All your examples are one character long except for the second to last, which is two, and the last, which is zero. (Some are of type char and only define a single character.)
'n' -> One char. A char is always 1 byte. This is not a string.
"n" -> A string literal, containing one n and one terminating NULL char. So 2 bytes.
'\n' -> One char, A char is always 1 byte. This is not a string.
"\n" -> A string literal, containing one \n and one terminating NULL char. So 2 bytes.
"\\n" -> A string literal, containing one \, one '\n', and one terminating NULL char. So 3 bytes.
"" -> A string literal, containing one terminating NULL char. So 1 byte.
You appear to be referring to string constants. And distinguishing them from character constants.
A char is one byte on all architectures. A character constant uses the single quote delimiter '.

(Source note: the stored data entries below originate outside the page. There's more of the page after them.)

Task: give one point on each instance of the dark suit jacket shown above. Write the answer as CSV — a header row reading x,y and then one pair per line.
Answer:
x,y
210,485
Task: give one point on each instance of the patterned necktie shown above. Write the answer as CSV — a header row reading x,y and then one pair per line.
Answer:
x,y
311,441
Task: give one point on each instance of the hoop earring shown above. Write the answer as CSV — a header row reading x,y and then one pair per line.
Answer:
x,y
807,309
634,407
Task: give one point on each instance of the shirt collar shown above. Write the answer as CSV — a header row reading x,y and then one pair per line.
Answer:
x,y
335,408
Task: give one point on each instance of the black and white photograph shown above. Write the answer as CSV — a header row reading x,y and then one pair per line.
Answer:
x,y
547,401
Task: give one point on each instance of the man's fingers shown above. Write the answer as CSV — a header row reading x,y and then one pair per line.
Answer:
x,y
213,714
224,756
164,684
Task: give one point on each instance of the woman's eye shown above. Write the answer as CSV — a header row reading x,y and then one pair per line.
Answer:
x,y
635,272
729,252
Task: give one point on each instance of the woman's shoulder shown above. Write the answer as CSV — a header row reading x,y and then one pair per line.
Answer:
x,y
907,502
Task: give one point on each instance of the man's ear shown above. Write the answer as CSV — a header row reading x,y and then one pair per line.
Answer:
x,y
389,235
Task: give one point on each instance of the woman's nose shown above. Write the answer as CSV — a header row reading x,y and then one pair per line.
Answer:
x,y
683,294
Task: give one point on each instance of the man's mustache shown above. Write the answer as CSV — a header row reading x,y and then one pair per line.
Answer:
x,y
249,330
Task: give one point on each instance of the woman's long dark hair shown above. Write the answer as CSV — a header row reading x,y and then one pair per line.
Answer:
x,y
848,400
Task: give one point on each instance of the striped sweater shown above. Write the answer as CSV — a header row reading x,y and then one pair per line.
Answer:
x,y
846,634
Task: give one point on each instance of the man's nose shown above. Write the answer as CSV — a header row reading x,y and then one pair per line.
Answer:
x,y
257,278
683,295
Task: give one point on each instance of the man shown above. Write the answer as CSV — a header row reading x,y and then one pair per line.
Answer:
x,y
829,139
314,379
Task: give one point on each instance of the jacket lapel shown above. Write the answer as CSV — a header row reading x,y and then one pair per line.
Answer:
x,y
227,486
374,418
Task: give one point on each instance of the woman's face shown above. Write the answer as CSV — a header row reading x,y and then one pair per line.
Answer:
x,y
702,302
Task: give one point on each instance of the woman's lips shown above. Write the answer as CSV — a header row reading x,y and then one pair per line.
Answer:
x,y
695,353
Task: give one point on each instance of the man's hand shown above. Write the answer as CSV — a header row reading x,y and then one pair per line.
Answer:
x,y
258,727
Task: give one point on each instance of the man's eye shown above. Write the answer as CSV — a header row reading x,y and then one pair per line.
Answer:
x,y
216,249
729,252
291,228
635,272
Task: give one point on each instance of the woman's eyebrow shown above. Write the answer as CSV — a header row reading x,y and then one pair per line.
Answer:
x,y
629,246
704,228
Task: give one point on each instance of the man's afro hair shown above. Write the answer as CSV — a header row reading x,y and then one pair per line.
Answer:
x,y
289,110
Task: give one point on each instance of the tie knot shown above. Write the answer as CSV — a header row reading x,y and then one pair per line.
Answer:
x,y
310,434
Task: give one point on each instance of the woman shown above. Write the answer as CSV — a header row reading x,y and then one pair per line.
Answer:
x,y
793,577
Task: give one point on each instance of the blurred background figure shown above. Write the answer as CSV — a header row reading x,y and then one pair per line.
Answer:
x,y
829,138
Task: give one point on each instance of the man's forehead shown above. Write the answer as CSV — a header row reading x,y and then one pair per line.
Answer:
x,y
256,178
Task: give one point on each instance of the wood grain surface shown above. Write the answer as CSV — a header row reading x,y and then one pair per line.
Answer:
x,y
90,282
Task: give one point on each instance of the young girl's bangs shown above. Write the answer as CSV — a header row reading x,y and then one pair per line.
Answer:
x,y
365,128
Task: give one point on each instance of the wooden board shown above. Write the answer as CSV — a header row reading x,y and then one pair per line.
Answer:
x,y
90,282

A string is a contiguous sequence of characters with a trailing NUL character to identify the end of string. A string uses double quote characters '"'.

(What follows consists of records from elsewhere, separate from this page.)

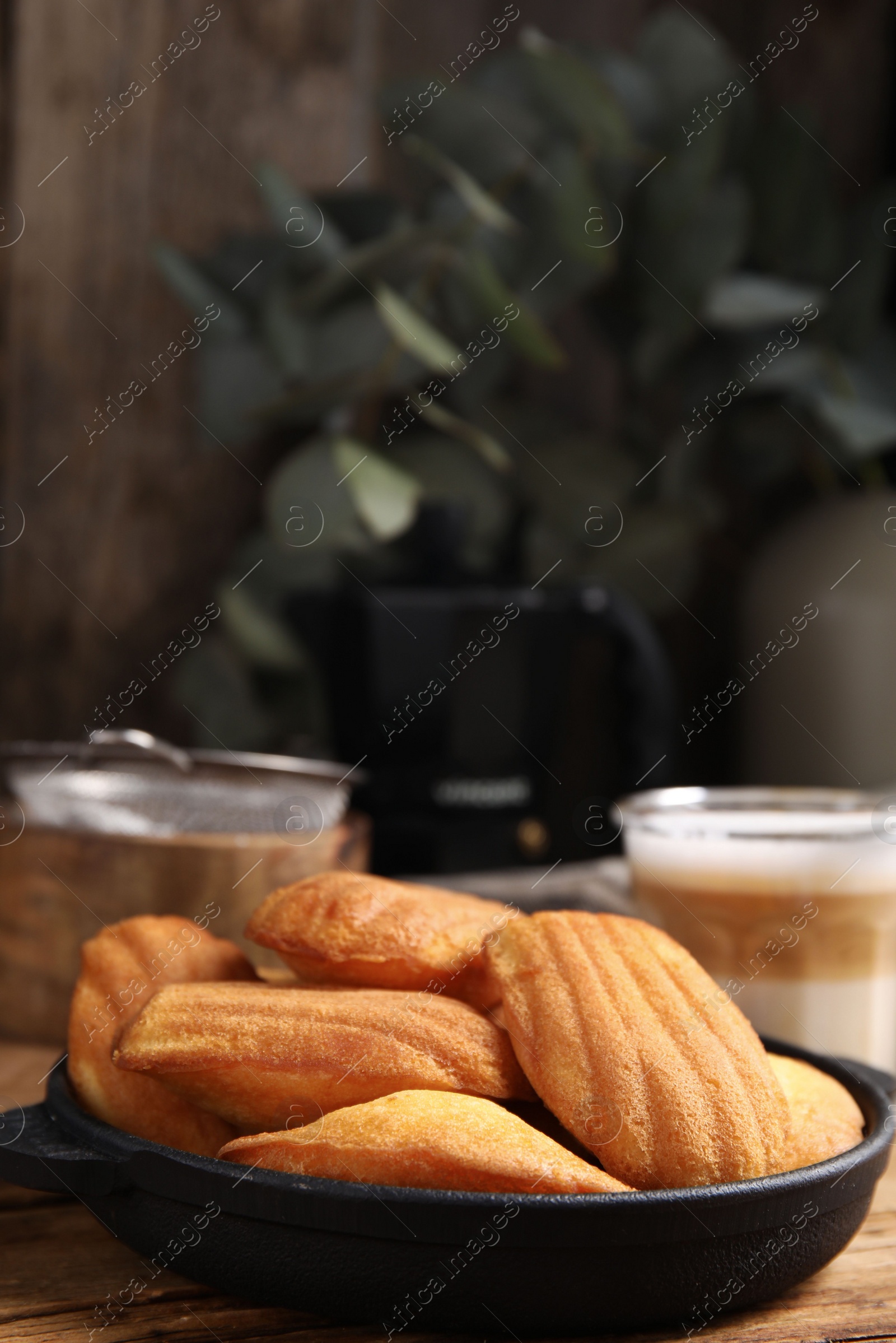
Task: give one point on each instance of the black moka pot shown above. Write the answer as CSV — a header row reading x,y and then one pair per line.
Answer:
x,y
490,719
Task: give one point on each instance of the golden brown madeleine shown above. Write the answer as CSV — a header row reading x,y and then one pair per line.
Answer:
x,y
120,970
362,930
824,1118
639,1052
265,1057
427,1139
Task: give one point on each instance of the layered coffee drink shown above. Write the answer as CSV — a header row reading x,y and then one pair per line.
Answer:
x,y
788,898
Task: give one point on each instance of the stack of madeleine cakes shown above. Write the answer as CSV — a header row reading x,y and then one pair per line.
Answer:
x,y
435,1040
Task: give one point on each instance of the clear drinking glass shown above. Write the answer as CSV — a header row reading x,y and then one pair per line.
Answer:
x,y
788,898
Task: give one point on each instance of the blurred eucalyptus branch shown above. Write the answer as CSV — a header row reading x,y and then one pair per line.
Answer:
x,y
389,339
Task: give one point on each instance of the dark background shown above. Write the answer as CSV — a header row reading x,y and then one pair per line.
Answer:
x,y
128,537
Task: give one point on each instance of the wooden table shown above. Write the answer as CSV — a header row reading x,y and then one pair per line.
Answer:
x,y
57,1263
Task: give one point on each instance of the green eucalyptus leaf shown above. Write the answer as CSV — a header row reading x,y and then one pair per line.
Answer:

Also, you introduce the C string constant expression syntax which uses blackslashes to indicate special characters. \n is one character in a string constant.
So for the examples 'n', "n", '\n', "\n":
'n' is one character
"n" is a string with one character, but it takes two characters of storage (one for the letter n and one for the NUL
'\n' is one character, the newline (ctrl-J on ASCII based systems)
"\n" is one character plus a NUL.
I leave the others to puzzle out based on those.
'n' - 0x6e
"n" - 0x6e00
'\n' - 0x0a
"\n" - 0x0a00
"\\n" - 0x5c6e00
"" - 0x00
Depends if using UTF8 a char is 1byte if UTF16 a char is 2bytes doesn't matter if the byte is 00000001 or 10000000 a full byte is registered and reserved for the character once declared for initialization and if the char changes this register is updated with the new value.
a strings bytes is equal to the number of char between "".
example: 11111111 is a filled byte,
UTF8 char T = 01010100 (1 byte)
UTF16 char T = 01010100 00000000 (2 bytes)
UTF8 string "coding" = 011000110110111101100100011010010110111001100111 (6 bytes)
UTF16 string "coding" = 011000110000000001101111000000000110010000000000011010010000000001101110000000000110011100000000 (12 bytes)
UTF8 \n = 0101110001101110 (2 bytes)
UTF16 \n = 01011100000000000110111000000000 (4 bytes)
Note: Every space and every character you type takes up 1-2 bytes in the compiler but there is so much space that unless you are typing code for a computer or game console from the early 90s with 4mb or less you shouldn't worry about bytes in regards to strings or char.
Things that are problematic to memory are calling things that require heavy computation with floats, decimals, or doubles and using math random in a loop or update methods. That would better be ran once at runtime or on a fixed time update and averaged over the time span.